I certainly do not profess to understand, or even like this. I am confused and bothered by the presence of suffering in this world that God Almighty created and reigns over. I question and cry out to God as much as everyone else. Why, God? and What are you doing?!?! fall from my lips in prayers of lament quite often.

I don’t have all the answers, or really any, for that matter. Quite frankly, neither does anyone else. No one, absolutely no human being, is able to grasp the mind and purpose of God. To claim otherwise is naïve and idolatrous.

As much as it might stink, the most faithful answer to the question about the problem of suffering and the righteousness of God is I don’t know. (Even Job, who probably comes the closest to being entitled to seek an explanation from God about all of the bad things that befell him, never gets a direct answer.)

Following that, appropriate responses are cries and prayers of lament (there are some good ones in the Psalms); trusting God who sees what we cannot (see Isaiah 55: 8-9); and offering the ministry of presence to our neighbors in the midst and aftermath of tragedy.

Earlier today Sophia saw that our community is doing a supply drive for tornado victims. She didn’t skip a beat.

“Can we donate, Mama? Can we?” I took a breath to respond, but Sophia jumped right back in. “We have to give what we can, Mama. Those people need us. It’s what God would want us to do.”

No question of why. Just trust, and compassion and ministry in God’s name. This is the Lord’s doing; and it is marvelous in our eyes (Psalm 118:23).
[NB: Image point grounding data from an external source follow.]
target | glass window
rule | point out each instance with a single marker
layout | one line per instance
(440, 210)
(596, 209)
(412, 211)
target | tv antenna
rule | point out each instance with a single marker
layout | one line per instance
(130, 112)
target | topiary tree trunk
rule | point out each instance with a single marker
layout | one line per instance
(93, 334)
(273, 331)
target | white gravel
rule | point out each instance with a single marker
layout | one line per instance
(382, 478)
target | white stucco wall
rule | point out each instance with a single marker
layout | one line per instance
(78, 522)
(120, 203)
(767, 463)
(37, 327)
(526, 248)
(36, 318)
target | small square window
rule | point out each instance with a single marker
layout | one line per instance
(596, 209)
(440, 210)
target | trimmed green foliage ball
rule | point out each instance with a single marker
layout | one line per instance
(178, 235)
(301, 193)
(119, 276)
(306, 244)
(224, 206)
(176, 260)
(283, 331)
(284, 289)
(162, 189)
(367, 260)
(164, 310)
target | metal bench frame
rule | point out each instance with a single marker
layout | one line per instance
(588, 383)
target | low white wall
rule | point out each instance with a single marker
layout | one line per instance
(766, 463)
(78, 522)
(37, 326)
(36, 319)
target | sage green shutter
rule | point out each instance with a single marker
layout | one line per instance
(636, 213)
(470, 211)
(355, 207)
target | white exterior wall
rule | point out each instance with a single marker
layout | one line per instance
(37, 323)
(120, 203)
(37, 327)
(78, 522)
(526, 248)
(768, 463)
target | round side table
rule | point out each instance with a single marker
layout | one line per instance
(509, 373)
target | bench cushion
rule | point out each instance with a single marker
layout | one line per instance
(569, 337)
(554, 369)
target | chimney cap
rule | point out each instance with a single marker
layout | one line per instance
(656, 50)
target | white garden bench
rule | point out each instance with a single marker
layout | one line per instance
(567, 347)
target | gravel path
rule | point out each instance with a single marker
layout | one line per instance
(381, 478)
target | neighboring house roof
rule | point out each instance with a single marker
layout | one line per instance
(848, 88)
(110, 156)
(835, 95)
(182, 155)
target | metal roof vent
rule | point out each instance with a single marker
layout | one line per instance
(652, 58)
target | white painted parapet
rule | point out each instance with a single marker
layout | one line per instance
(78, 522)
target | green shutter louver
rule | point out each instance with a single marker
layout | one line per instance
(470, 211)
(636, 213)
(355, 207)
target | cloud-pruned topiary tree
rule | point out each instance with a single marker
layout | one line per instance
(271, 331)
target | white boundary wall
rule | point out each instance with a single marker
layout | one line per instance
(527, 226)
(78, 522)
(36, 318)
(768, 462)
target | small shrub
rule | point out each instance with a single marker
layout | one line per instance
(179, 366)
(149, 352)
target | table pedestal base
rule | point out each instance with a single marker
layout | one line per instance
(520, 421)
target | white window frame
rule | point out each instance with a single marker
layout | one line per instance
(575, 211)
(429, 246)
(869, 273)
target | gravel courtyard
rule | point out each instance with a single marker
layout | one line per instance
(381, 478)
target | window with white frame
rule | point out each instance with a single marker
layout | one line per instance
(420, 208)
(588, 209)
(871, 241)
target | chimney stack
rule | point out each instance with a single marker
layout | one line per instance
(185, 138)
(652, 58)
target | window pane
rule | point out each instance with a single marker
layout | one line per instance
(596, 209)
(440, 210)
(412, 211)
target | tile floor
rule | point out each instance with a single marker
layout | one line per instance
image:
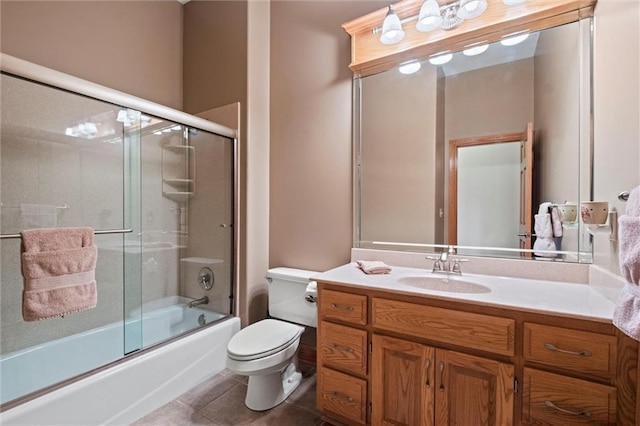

Rev. Angie Mabry-Nauta is a writer and an ordained Minister of Word and Sacrament in the Reformed Church in America. She served as a solo pastor for six years. A member of the Redbud Writer’s Guild, Angie blogs at “Woman, in Progress…”. Follow her on Facebook and Twitter @Godstuffwriter.

One Comment

  • Jerry says:

    My mother wouldn't have touched theocidy — even if she had known what it was. She chose instead to stand theocidy on its head by teaching her children to daily ask: "Why me, God?" in reference to all the gifts we had received that day. In regards to disasters and calamities, she cautioned silence.